Feb. 27 (Bloomberg) -- Chinese issuers are paying the most for dollar-denominated bonds compared with their Asian peers in six months as expectations of further sales lift costs.
Debt sold by companies in the world’s second-largest economy yields an average 6.05 percent, 94 basis points more than borrowers from Asia outside Japan and the widest gap since Aug. 16, according to JPMorgan Chase & Co. indexes. Far East Horizon Ltd., which derives 97 percent of its revenue from mainland China, raised $400 million via an offering of 4.625 percent 2017 bonds yesterday, data compiled by Bloomberg show.

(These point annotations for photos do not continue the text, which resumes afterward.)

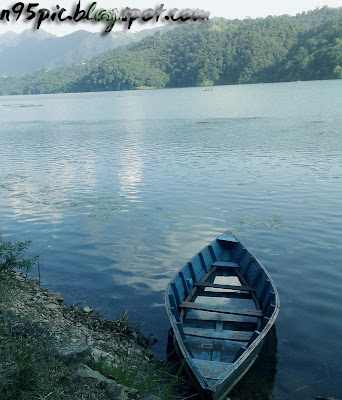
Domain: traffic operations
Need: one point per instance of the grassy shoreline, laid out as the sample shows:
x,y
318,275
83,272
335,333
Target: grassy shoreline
x,y
52,351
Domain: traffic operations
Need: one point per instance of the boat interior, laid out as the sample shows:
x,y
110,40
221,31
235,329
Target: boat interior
x,y
221,301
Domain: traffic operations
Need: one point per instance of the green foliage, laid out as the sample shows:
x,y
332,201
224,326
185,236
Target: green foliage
x,y
12,257
218,52
28,369
138,372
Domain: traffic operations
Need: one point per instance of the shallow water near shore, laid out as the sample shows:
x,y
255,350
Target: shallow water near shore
x,y
118,190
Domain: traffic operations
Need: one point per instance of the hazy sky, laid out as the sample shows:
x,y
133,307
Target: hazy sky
x,y
219,8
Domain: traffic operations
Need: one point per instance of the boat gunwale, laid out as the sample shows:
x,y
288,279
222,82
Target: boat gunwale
x,y
246,354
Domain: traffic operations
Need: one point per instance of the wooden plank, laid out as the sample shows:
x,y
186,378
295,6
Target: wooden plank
x,y
228,237
219,309
225,264
212,253
211,369
218,286
185,286
194,315
203,262
192,272
225,335
175,293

Guangzhou R&F Properties Co., which has $1.3 billion equivalent of debt due this year, led $14.3 billion of U.S. currency sales by issuers from China and Hong Kong this year, 5 percent more than the first two months of 2013. The cost of onshore funding for top-rated companies climbed to a record last month amid government attempts to rein in excess leverage.
“Demand for supply from Chinese issuers will remain if the price is right,” said Mark Reade, a Hong Kong-based desk analyst at Mizuho Securities Asia Ltd. “While investors are showing some additional caution toward Chinese issuers, that’s more to do with the expectation of further offshore supply given high onshore funding costs than any major fundamental concerns.”
Top-rated companies pay an average 6.01 percent to borrow 10-year debt in China, 42 basis points less than a record 6.43 percent high on Jan. 14, Chinabond indexes show. Far East Horizon priced its notes to yield 4.65 percent.
The Hong Kong-based financial services provider sold 52 percent of its bonds to fund managers and 33 percent to private banks, a person familiar said. About 90 percent were sold to investors in Asia and the remainder to investors in Europe.
The company is slated to repay 1.25 billion yuan of bonds this year, as well as a 750 million yuan Dim Sum loan and a $200 million term facility, Bloomberg-compiled data show.
The Markit iTraxx Asia index of 40 investment-grade borrowers outside Japan dropped 1 basis point to 135 basis points as of 2:23 p.m. in Singapore, according to prices from Australia & New Zealand Banking Group Ltd. The gauge is falling for a third day, according to data provider CMA.
The Markit iTraxx Australia index gained 1 basis point to 102 as of 5:21 p.m. in Sydney, according to ANZ. The measure is on course to rise for a second consecutive day after closing at the lowest level in a week on Feb. 25, according CMA, which is owned by McGraw-Hill Cos. and compiles prices quoted by dealers in the privately negotiated market.
The Markit iTraxx Japan index advanced 1 basis point to 76 basis points as of 3:16 p.m. in Tokyo, Citigroup Inc. prices show. The measure is on track for its highest close since Feb. 21, CMA data show.
Credit-default swap indexes are benchmarks for insuring bonds against default and traders use them to speculate on credit quality. A drop signals improving perceptions of creditworthiness, while an increase suggests the opposite.
The swap contracts pay the buyer face value in exchange for the underlying securities if a borrower fails to meet its debt agreements.